Does that roughly address your question? Happy to chat offline in more detail.

@neerajprad I’m just curious (I haven’t looked into the problem in more detail). I understand that we should use non-centering reparameterization together with lax.scan here for efficiency. But would it be simpler to only use mask on zs and use lax.scan to compute z?

it verifies the log joint computation between the sequential and vectorized versions

I think with non-centering reparameterization, we want to compute p(zs, …), so the difference between two versions should be fine. WDYT?

1 Like

I understand that we should use non-centering reparameterization together with lax.scan here for efficiency.

Great point, yes, I think using a non-centered parametrization in _body_fn will be much better! My goal here was only to verify that the model could be rewritten using jax primitives to enable fast compilation.

But would it be simpler to only use mask on zs and use lax.scan to compute z ?

I’m not sure if that will be much simpler, though I might be misunderstanding your suggestion.

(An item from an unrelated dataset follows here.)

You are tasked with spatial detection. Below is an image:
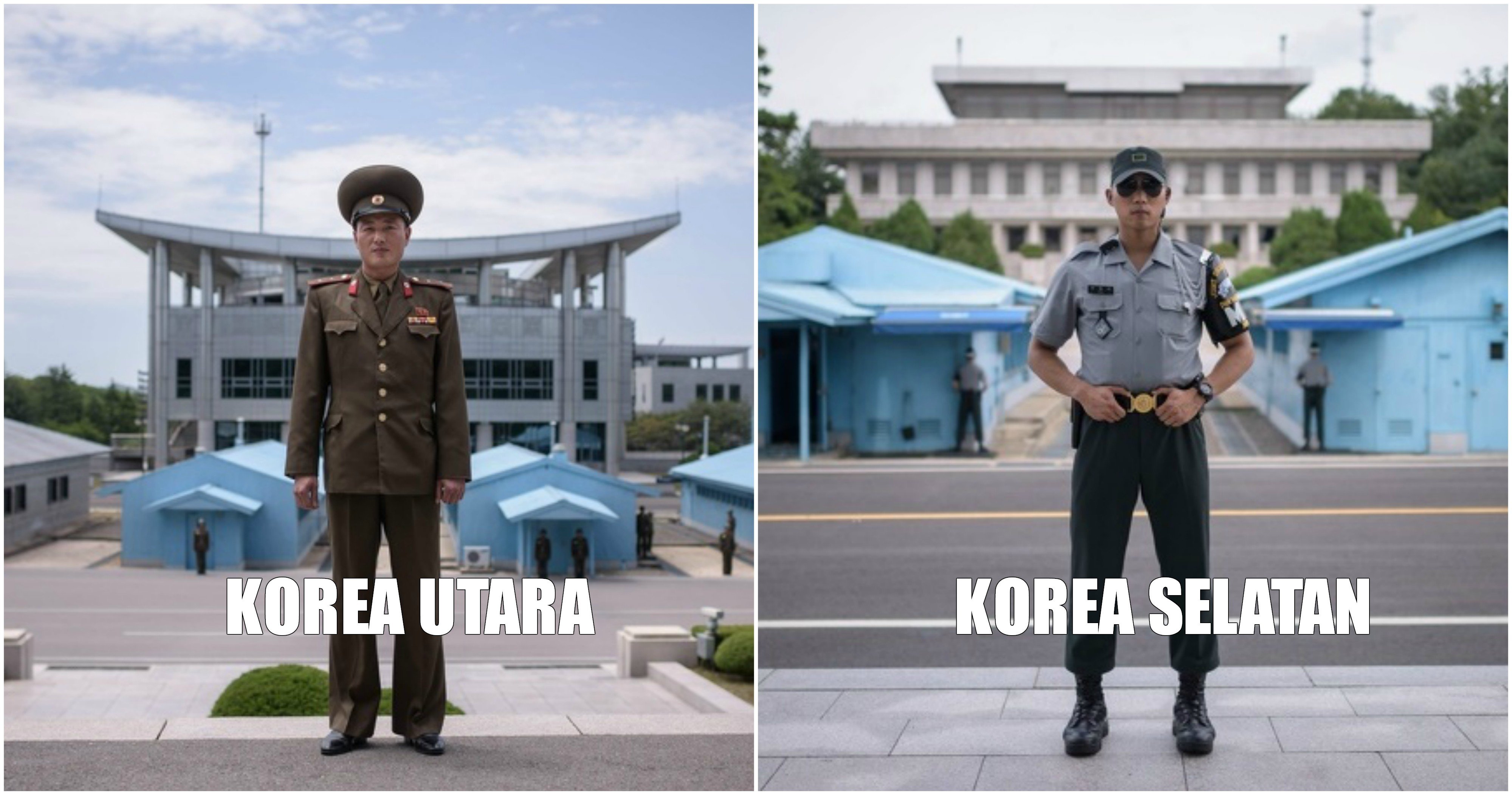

The mask operation is just a small detail in _body_fn.

I think with non-centering reparameterization, we want to compute p(zs, …), so the difference between two versions should be fine.

Yes, in that case the log density computation would differ (unless we change the sequential version accordingly) but that should be fine. We only have this assertion to convince ourselves that the vectorized version is indeed doing the right thing.

Understood! I thought you were using reparameterization, but after looking into the solution again, I understand that you just want to construct a corresponding one for the sequential model.

For users who are interested in the non-centered reparameterization which I mentioned above, here is the corresponding model (slight modification of @neerajprad’s answer). This technique will mix much better than the centered one. Note that future versions of JAX will include grad rule for while loop, which will allow us to use lax.fori_loop instead of lax.scan here (not important though).

def scan_z(noises, x_matrix, w, lengths):
    def _body_fn(z_prev, val):
        noise, i, x_col = val
        z = z_prev * w + x_col + noise
        z = np.where(i < lengths, z, z_prev)
        return z, None

    return lax.scan(_body_fn, np.zeros(noises.shape[1]),
                    (noises, np.arange(noises.shape[0]), x_matrix.T))[0]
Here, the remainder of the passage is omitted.